「昭和の家」なので、夏は窓と戸を開け放しておく。まだ家が立て込んでいなかった40年ほど前は、海風が夏井川に沿ってわが家まで届いた。
夏井川の堤防から国道6号をはさんで旧道までは、主に畑が続いていた。畑は今、ほんの少ししか見られない。
涼風は途絶えたが、窓と戸を開け放つ習慣は変わらない。庭からいろんな虫が飛び込んでくるのも、いつもののことだ。
このごろは、尾っぽの先端に白い毛束をつけた虫がちょくちょく現れる=写真。検索すると、シオヤアブの雄だった。
アブは清流の生きもの、という先入観がある。こんな平地にもいるのか(シオヤアブの幼虫は土中暮らし)と、最初は驚いた。
自分のブログで確かめたら、12年前の2010年8月2日付で、夏井川渓谷の隠居でシオヤアブの雌に出合っている。そのときの様子を整理して再掲する。
――8月1日早朝、夏井川渓谷の隠居へ出かけた。1週間ぶりにキュウリを収穫し、三春ネギを間引いたあと、うねの草引きをした。たちまち玉の汗が出た。水を飲み、スポーツ飲料を飲んでは室内で休み、また菜園に戻って草引きをする。〈熱中するな、熱中するな〉と呪文を唱えながら。
そんな作業の合間、扇風機を「強」にして室内で涼んでいると、アブが何かをかかえて目前を横切り、障子に止まった。ニホンミツバチらしいものを押さえつけている。図鑑を見ると、吸血アブではない。体液を吸う肉食アブだ。ムシヒキアブと総称される仲間の一種らしい。
ニホンミツバチが飛んでいたところを急襲した。あごで背中をがっちり押さえつけ、すぐ近くの隠居の中に運び込んで羽を休めた。さあ、これからゆっくり食事をしてやるわい、といったところか。
ほぼ1時間半後、アブの有無を確かめたら、廊下をはさんで障子とは反対側のガラス窓にいた。ニホンミツバチをポイと捨ててすぐ外へ飛び去った。
ミツバチは1センチ強。5倍のルーペで細部をみると、背中に針に刺された跡らしいものがあった。腹部を太陽の方に向けると空洞になっていた。
ミツバチは、腹は空洞なのだろうか。そんなことはあるまい。アブが体液を吸い尽くしたために空洞になったのだろう。ものすごいハンターが渓谷にいたものだ――。
このときの写真を見ると、尾の先端には白い毛束がついていない。雌のシオヤアブだとわかる。

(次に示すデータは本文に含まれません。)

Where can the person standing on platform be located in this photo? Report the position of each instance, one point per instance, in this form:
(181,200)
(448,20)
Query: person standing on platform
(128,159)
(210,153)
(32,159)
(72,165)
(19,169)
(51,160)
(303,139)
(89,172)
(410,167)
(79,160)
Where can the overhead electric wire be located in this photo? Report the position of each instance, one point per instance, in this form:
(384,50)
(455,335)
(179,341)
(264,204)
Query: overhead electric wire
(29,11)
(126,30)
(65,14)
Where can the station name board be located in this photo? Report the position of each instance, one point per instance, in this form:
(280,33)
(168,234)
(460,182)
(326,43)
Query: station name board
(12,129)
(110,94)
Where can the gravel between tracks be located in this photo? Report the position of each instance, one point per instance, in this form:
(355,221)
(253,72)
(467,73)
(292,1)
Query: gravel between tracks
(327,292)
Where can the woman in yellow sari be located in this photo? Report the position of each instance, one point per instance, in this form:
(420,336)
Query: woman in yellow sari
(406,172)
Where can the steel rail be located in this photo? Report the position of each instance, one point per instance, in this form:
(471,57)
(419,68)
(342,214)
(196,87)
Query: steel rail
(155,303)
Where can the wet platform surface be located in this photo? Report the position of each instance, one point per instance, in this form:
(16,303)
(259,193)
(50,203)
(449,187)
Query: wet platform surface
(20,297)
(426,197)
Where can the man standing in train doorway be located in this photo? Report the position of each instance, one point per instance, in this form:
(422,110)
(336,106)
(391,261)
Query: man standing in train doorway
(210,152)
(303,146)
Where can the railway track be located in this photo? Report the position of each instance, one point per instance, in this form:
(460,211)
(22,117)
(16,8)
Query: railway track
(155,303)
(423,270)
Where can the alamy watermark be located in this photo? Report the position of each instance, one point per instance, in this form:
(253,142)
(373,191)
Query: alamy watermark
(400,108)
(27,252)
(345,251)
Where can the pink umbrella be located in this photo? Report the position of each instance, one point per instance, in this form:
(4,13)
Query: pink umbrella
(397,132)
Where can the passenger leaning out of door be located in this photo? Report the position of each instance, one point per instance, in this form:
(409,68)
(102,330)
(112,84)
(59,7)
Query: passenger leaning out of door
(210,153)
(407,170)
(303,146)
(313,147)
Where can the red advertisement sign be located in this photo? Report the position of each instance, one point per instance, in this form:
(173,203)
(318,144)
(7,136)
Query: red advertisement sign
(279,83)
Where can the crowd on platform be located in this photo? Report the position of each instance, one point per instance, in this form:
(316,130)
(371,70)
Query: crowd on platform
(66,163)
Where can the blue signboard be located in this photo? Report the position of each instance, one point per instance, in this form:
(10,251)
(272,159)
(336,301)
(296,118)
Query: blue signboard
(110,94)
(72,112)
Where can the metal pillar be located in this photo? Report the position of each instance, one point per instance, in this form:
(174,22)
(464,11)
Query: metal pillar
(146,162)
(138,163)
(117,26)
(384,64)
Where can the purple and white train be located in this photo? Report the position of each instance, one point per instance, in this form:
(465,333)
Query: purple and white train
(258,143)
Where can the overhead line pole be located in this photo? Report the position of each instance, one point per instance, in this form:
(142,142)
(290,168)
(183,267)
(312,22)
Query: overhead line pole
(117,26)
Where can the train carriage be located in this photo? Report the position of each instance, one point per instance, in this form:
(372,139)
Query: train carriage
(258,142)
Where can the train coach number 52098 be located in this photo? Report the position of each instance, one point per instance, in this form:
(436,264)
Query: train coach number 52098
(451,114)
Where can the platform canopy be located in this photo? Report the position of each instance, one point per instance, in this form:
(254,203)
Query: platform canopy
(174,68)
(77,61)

すっかり忘れていたが、アブには吸血アブのほかに肉食アブがいる。肉食性といっても、体をムシャムシャ食べつくすというものではない。口吻(こうふん)を差し込んで体液を吸う。それが平地のわが家にも現れた、というわけだ。
幼虫も肉食だという。草むしりをすると、土にまぎれてコガネムシの幼虫が転がり出ることがある。これが好物らしい。で、シオヤアブは益虫扱いされている。
その幼虫も、わが家の庭にいるということか。だとしたら、人間の想像を越えた命の営みがこの小さな庭でも行われている。庭はやっぱり、ワンダーランド。